Dr. Stevan Gajic dari Institut Studi Eropa di Beograd mengatakan, kemarahan Prancis kepada Rusia banyak disebabkan oleh dukungan Rusia terhadap negara-negara di Afrika.
"Rusia telah membantu banyak negara bekas jajahannya di Afrika untuk melepaskan diri dari belenggu neo-kolonial," kata Gajic kepada Russia Today pada Kamis lalu.
Menurutnya, Perancis “sangat frustrasi” karena Rusia telah membantu beberapa negara Afrika membebaskan diri dari kekuasaan dan eksploitasi neo-kolonial Prancis.
“Jadi saya pikir itu adalah motif lain dari dukungan besar-besaran terhadap perjuangan Ukraina, dan perjuangan NATO melawan Rusia,” tambah Gajic.
Baca juga: Markas Legiun Asing Prancis di Ukraina Hancur! Apa Artinya?

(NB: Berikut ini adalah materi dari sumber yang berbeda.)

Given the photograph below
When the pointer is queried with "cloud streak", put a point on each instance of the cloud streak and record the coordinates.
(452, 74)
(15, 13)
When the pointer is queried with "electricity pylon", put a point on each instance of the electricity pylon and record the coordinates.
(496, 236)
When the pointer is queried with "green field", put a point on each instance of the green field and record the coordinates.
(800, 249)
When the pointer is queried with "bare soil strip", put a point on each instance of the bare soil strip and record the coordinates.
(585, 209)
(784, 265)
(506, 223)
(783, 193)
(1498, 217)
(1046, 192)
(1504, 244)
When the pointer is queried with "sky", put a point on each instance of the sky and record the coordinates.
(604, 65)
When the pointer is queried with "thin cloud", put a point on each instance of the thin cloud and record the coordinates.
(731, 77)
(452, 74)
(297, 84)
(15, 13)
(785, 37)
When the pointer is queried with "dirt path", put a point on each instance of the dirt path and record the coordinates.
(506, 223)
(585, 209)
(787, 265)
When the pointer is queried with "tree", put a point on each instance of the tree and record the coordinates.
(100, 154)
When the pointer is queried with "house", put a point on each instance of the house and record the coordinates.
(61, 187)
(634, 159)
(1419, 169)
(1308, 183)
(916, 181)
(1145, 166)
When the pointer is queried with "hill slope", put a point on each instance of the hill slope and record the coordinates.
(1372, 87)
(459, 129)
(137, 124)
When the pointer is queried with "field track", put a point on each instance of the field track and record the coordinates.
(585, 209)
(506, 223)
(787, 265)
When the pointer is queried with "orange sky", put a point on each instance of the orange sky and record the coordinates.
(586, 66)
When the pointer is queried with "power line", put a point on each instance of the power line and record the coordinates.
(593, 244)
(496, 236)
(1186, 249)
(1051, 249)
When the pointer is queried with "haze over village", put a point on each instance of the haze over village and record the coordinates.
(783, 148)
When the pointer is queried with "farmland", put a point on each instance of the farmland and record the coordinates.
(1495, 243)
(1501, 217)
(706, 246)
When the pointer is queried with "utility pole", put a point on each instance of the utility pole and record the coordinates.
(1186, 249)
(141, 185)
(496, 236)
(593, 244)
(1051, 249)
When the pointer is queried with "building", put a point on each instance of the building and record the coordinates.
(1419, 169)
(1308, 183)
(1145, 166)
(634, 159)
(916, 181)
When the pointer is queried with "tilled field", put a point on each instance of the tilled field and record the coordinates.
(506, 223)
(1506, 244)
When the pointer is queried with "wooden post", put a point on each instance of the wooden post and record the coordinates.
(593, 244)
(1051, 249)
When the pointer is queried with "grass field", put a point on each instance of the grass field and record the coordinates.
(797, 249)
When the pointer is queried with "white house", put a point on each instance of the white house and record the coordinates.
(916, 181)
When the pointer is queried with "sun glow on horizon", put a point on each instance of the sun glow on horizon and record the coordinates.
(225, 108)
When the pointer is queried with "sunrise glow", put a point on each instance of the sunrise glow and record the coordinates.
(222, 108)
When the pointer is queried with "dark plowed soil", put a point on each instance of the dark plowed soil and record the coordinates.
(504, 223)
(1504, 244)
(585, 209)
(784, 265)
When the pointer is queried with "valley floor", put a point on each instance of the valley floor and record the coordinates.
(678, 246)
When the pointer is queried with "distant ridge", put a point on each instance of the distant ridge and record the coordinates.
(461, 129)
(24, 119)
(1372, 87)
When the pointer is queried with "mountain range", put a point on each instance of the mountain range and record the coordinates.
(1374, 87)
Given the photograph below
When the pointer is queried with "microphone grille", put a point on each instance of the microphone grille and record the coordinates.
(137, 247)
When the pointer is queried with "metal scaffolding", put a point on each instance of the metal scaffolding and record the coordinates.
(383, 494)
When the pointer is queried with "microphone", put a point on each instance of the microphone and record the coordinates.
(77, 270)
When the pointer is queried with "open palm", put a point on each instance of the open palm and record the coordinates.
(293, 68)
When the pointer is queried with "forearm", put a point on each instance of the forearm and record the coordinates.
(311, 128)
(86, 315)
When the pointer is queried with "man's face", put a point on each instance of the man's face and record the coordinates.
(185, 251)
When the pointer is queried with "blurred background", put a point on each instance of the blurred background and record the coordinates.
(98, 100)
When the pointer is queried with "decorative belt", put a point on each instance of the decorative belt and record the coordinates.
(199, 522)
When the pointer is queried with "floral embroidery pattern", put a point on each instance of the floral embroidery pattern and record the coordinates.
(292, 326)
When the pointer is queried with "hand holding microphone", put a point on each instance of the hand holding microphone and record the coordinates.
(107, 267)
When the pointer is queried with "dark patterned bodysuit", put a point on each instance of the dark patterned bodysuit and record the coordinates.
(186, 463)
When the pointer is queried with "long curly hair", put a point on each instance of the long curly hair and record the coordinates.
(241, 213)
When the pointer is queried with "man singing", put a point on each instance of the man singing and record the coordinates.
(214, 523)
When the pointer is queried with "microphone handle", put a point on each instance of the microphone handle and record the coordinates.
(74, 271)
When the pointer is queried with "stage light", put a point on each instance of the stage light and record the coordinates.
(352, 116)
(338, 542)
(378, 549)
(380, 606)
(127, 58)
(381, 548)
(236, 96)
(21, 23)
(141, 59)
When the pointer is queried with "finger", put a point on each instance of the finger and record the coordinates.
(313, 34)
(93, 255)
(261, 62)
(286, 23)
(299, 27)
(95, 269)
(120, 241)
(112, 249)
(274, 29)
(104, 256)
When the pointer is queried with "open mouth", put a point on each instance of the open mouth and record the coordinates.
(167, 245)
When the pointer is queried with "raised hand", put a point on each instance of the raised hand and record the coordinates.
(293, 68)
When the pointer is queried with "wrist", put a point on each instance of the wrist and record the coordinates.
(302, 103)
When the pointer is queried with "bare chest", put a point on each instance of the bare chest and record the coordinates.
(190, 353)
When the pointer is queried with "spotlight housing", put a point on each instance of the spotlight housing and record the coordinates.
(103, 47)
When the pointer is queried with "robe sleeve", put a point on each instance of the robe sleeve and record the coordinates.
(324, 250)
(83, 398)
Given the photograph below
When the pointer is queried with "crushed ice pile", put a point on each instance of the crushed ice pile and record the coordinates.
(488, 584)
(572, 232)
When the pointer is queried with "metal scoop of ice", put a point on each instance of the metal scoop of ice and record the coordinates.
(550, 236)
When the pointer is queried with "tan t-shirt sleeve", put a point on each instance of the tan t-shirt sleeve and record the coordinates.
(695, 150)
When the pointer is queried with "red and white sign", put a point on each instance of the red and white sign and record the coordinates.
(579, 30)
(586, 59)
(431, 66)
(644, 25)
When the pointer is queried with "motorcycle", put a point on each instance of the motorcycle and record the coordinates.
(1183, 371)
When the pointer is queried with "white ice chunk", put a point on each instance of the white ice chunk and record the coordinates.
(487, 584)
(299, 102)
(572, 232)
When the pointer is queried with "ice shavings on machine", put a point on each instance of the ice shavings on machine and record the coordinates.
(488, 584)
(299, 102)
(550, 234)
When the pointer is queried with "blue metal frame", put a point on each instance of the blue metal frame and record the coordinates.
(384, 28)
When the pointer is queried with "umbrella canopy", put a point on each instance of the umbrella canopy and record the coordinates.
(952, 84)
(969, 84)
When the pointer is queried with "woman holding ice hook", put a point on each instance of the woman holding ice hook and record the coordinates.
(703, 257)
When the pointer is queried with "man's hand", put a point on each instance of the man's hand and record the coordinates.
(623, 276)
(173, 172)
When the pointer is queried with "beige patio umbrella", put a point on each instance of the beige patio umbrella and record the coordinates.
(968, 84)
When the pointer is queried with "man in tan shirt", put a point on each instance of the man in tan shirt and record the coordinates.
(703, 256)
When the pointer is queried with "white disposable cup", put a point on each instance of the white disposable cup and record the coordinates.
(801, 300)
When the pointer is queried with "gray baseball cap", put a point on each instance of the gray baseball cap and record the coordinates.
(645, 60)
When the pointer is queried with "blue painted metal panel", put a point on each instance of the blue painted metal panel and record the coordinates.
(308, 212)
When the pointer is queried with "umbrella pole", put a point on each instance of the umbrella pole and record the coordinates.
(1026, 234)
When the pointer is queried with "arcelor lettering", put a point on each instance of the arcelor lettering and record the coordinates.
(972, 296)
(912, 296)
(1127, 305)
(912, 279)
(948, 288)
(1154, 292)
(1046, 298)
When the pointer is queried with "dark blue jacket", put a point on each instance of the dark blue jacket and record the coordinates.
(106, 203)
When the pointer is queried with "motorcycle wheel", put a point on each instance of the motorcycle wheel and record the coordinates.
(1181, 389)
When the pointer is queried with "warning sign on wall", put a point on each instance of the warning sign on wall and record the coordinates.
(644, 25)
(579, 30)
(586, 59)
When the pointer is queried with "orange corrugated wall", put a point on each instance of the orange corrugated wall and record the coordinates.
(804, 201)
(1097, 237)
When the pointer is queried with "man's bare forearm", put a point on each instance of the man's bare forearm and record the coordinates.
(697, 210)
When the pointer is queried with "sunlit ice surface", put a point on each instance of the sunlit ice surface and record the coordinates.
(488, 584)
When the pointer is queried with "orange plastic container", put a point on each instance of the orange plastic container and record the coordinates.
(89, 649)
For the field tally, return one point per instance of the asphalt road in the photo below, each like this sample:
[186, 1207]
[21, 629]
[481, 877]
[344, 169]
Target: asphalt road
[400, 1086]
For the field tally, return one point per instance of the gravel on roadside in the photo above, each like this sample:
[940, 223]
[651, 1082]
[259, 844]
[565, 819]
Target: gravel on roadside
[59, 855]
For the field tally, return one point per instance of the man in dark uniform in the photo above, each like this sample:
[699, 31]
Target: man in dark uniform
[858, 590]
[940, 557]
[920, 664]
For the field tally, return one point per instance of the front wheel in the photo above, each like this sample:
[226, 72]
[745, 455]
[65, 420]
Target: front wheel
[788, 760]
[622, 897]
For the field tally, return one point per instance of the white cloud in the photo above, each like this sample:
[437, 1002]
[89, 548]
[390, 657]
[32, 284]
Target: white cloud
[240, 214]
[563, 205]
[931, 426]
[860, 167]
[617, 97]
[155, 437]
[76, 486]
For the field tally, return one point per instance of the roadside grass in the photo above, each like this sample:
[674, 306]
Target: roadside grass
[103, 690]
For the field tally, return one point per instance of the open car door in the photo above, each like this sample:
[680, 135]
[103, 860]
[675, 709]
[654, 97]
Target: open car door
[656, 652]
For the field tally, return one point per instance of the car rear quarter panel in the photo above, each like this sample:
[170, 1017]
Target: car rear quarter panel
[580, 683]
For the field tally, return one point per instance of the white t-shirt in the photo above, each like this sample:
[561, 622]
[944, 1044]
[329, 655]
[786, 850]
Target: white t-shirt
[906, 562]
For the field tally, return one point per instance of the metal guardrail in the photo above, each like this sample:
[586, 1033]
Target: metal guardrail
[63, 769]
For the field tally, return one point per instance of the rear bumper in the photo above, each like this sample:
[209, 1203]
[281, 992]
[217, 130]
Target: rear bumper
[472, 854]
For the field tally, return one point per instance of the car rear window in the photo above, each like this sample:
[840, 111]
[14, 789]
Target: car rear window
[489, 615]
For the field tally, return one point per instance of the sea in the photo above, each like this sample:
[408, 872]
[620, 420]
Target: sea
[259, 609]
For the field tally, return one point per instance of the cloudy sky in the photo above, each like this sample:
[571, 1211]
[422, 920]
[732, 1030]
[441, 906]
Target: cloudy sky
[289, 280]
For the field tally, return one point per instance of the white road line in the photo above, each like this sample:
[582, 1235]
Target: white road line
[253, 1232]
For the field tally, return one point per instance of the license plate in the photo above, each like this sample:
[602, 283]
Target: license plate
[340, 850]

Prancis dan Rusia memang sedang berlomba mencari ppengaruh di Afrika. Dalam lomba tersebut tampaknya Moskowlah yang menjadi pemenangnya.
Republik Afrika Tengah, Mali, Burkina Faso, dan Niger semuanya menolak pengawasan Paris dalam beberapa tahun terakhir dan mencapai perjanjian keamanan dengan Moskow.
Tanggapan resmi Kementerian Luar Negeri Prancis terhadap serangan di Kharkov berisi tuduhan terselubung bahwa “tentara bayaran” Rusia. Akan tetapi kenyataannya Grup Wagner yang sekarang sudah tidak ada lagi di Ukraina karena beroperasi di Afrika.